Final answer:
The constructed 99% confidence interval for the population mean repair cost of refrigerators is from $144.85 to $155.15, and we can be 99% confident that the true population mean lies within this range.
Step-by-step explanation:
The student has asked to construct a 99% confidence interval for the population mean repair cost of refrigerators based on a sample mean of $150.00 and a standard deviation of $15.50 with a sample size of 60. To address this, we use the formula for a confidence interval which is given by:
Confidence Interval = Sample Mean ± (z-value * (Standard Deviation / √Sample Size))
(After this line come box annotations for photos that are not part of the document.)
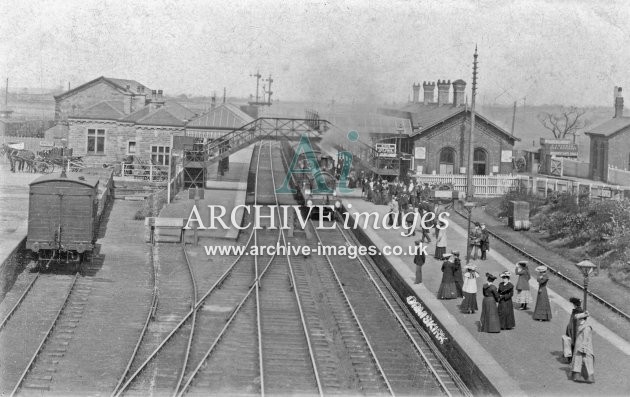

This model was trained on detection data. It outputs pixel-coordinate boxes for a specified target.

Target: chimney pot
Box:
[422,81,435,105]
[614,87,623,118]
[438,80,451,106]
[413,83,420,103]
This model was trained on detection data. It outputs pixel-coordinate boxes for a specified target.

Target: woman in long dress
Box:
[435,222,447,259]
[533,266,551,321]
[437,252,457,299]
[499,272,516,330]
[480,273,501,333]
[459,265,479,314]
[514,261,532,310]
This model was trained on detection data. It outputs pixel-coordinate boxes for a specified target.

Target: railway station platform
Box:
[342,193,630,396]
[160,145,254,242]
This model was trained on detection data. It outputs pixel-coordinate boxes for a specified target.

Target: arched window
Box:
[439,147,455,174]
[473,148,488,175]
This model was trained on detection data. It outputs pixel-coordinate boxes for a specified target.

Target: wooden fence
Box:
[415,174,527,197]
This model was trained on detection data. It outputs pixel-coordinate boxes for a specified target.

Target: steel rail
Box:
[177,237,275,396]
[173,246,198,396]
[269,141,324,397]
[453,207,630,321]
[177,140,298,396]
[254,143,266,396]
[10,272,79,396]
[0,273,39,330]
[336,220,472,397]
[111,243,158,396]
[113,143,262,397]
[309,224,395,396]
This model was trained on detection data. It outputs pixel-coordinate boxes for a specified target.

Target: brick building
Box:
[586,87,630,182]
[379,80,519,175]
[68,93,196,165]
[186,103,254,142]
[54,76,152,123]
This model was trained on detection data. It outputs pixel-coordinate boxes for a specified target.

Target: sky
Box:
[0,0,630,106]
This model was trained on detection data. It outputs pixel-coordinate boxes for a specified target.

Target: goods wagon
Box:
[283,141,337,217]
[26,172,108,270]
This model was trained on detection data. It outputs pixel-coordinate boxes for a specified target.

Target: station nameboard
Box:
[375,143,396,157]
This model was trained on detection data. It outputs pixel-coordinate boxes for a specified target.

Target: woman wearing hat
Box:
[451,251,464,298]
[565,298,584,354]
[514,261,532,310]
[459,265,479,314]
[437,254,457,299]
[468,222,481,260]
[499,271,516,329]
[533,266,551,321]
[435,222,447,259]
[479,273,501,333]
[571,312,595,383]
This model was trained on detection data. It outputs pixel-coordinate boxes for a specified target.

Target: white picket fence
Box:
[415,174,528,197]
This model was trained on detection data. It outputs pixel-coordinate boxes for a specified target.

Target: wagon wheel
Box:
[514,157,527,172]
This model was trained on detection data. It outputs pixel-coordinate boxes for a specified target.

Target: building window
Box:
[473,148,488,175]
[87,128,105,154]
[151,146,171,165]
[440,148,455,174]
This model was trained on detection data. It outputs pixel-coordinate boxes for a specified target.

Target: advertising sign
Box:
[414,146,427,160]
[375,143,396,157]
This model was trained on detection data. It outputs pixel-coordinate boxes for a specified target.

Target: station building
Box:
[67,93,196,165]
[586,87,630,182]
[379,80,519,175]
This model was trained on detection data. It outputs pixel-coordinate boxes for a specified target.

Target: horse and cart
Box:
[0,142,83,174]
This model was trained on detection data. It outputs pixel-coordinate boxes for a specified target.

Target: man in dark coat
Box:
[452,251,464,298]
[413,240,427,284]
[479,223,490,261]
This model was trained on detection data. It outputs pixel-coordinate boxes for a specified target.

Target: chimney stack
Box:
[412,83,420,103]
[614,87,623,118]
[438,80,451,106]
[453,79,466,106]
[422,81,435,105]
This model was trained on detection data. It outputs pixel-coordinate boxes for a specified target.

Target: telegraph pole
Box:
[466,45,477,201]
[249,71,262,102]
[263,73,273,105]
[510,101,516,135]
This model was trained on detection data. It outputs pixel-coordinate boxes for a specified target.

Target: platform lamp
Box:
[575,260,597,311]
[464,201,477,265]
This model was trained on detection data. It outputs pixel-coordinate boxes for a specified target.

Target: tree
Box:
[538,106,589,143]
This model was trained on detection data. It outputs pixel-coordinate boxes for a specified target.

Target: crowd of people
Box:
[404,200,595,383]
[359,173,594,383]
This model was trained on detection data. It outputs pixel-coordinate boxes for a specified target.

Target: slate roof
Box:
[321,112,413,136]
[54,76,151,100]
[378,102,520,141]
[69,101,194,127]
[586,117,630,137]
[188,103,254,129]
[68,101,125,120]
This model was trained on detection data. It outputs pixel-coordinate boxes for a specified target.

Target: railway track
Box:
[5,273,92,395]
[453,207,630,321]
[276,141,472,396]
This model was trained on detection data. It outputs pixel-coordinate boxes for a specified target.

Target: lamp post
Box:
[464,201,477,265]
[575,260,597,311]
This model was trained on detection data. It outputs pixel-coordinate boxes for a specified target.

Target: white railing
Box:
[121,163,168,182]
[607,168,630,186]
[415,174,528,197]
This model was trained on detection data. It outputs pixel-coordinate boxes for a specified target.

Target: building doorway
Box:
[473,148,488,175]
[439,147,455,174]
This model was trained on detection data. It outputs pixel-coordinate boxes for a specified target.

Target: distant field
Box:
[9,96,613,161]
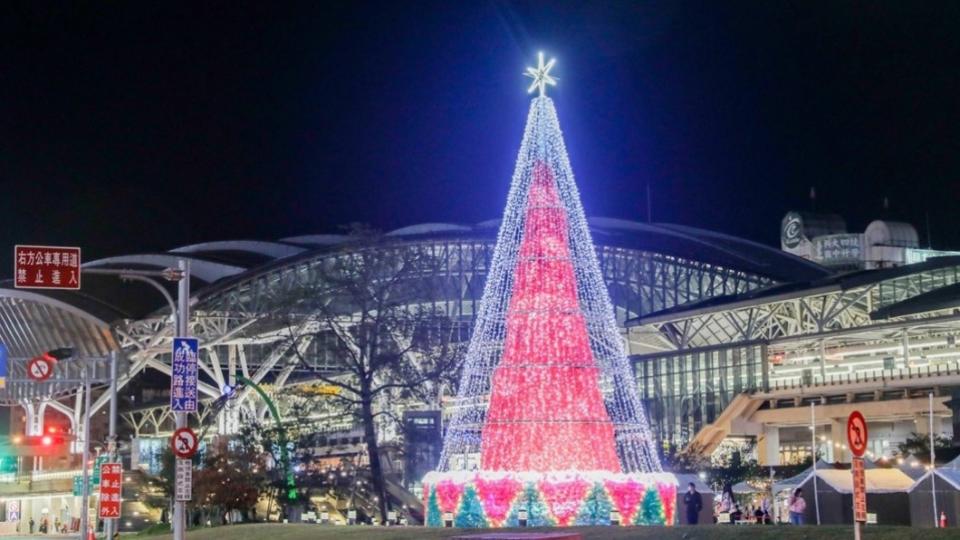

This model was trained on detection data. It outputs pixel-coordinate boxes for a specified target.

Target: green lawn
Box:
[135,524,960,540]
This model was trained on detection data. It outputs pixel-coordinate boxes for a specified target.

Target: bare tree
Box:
[287,236,462,521]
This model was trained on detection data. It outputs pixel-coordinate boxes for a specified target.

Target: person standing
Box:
[683,482,703,525]
[789,488,807,525]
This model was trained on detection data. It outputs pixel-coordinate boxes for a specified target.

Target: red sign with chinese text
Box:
[853,457,867,523]
[100,463,123,519]
[13,246,80,290]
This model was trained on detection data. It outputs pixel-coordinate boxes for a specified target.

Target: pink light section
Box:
[480,163,621,472]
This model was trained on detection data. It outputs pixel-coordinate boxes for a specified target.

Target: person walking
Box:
[789,488,807,525]
[683,482,703,525]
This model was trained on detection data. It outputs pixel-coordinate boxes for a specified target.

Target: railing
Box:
[770,361,960,391]
[30,469,81,482]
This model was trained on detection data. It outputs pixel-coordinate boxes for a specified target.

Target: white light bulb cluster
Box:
[438,96,662,473]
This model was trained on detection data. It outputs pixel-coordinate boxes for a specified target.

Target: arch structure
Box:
[0,218,828,436]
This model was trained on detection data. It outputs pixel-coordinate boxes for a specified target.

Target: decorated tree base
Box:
[423,471,677,528]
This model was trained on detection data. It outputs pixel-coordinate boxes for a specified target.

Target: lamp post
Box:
[84,259,190,540]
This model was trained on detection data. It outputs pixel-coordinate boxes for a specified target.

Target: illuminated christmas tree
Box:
[424,55,675,525]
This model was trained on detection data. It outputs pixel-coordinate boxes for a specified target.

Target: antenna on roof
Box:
[647,182,653,223]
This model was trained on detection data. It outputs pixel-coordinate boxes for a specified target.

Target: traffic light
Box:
[10,428,74,456]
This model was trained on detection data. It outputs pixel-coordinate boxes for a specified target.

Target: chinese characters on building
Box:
[13,246,81,289]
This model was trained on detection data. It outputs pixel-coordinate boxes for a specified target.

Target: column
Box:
[824,417,852,463]
[757,426,780,467]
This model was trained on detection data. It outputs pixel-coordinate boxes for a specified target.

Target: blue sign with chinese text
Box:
[170,338,200,412]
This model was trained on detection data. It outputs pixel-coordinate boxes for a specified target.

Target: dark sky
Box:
[0,1,960,276]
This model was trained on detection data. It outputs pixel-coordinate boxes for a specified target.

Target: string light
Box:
[424,89,676,526]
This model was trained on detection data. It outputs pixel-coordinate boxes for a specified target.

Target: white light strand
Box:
[438,96,662,473]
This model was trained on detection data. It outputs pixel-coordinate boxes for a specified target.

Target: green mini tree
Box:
[506,484,556,527]
[427,487,443,527]
[453,486,490,529]
[576,484,613,526]
[633,488,666,525]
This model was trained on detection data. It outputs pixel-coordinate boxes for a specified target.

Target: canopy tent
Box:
[733,481,767,495]
[773,459,835,493]
[797,468,914,525]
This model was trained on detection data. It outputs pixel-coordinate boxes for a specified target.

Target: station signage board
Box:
[13,245,81,290]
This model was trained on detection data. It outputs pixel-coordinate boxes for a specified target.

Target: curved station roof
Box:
[0,218,829,358]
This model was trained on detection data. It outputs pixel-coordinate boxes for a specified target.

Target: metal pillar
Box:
[80,365,90,540]
[173,259,190,540]
[810,402,820,525]
[929,392,940,528]
[103,351,120,540]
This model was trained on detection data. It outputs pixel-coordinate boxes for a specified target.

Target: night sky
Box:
[0,1,960,277]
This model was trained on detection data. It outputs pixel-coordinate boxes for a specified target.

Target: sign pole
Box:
[929,392,940,528]
[810,401,820,525]
[173,259,190,540]
[80,364,90,540]
[104,351,118,540]
[853,458,863,540]
[847,411,868,540]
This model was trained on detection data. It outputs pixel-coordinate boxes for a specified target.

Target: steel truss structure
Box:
[627,257,960,446]
[0,220,825,448]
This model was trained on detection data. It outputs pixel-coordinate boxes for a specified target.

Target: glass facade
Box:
[631,342,769,448]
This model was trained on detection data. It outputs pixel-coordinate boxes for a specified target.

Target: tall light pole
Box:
[82,259,190,540]
[173,259,190,540]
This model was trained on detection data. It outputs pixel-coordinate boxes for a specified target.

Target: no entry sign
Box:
[170,427,199,459]
[847,411,867,457]
[13,246,81,290]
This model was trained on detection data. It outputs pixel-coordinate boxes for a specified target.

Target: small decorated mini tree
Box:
[506,485,556,527]
[453,486,490,529]
[634,487,665,525]
[425,486,443,527]
[576,484,613,525]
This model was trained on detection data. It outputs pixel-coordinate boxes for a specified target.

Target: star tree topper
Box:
[524,52,557,96]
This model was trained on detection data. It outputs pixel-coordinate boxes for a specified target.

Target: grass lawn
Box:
[139,523,960,540]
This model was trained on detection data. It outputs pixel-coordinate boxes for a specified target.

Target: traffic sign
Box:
[13,246,81,290]
[0,343,9,388]
[100,463,123,519]
[170,337,200,412]
[170,427,199,459]
[173,459,193,502]
[853,457,867,523]
[90,454,110,486]
[27,356,53,382]
[847,411,867,457]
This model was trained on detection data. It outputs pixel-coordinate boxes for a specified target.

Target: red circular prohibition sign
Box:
[847,411,867,457]
[170,427,199,459]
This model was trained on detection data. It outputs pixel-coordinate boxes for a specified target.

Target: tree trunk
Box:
[360,385,389,523]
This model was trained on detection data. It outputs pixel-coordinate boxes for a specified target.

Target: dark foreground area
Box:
[139,524,960,540]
First, we need to find the z-value that corresponds to a 99% confidence level. Looking up the z-value in the standard normal distribution table, we find that the z-value is approximately 2.576 for a 99% confidence interval.
Then we calculate the margin of error:
Margin of Error = 2.576 * ($15.50 / √60)
Margin of Error = 2.576 * ($15.50 / 7.746)
Margin of Error = 2.576 * 2.001
Margin of Error ≈ $5.15
Now we can construct the confidence interval:
Lower Limit = $150.00 - $5.15 = $144.85
Upper Limit = $150.00 + $5.15 = $155.15
The 99% confidence interval for the population mean repair cost is from $144.85 to $155.15. Interpreting the results, we can be 99% confident that the true population mean for the repair costs of refrigerators lies within this interval.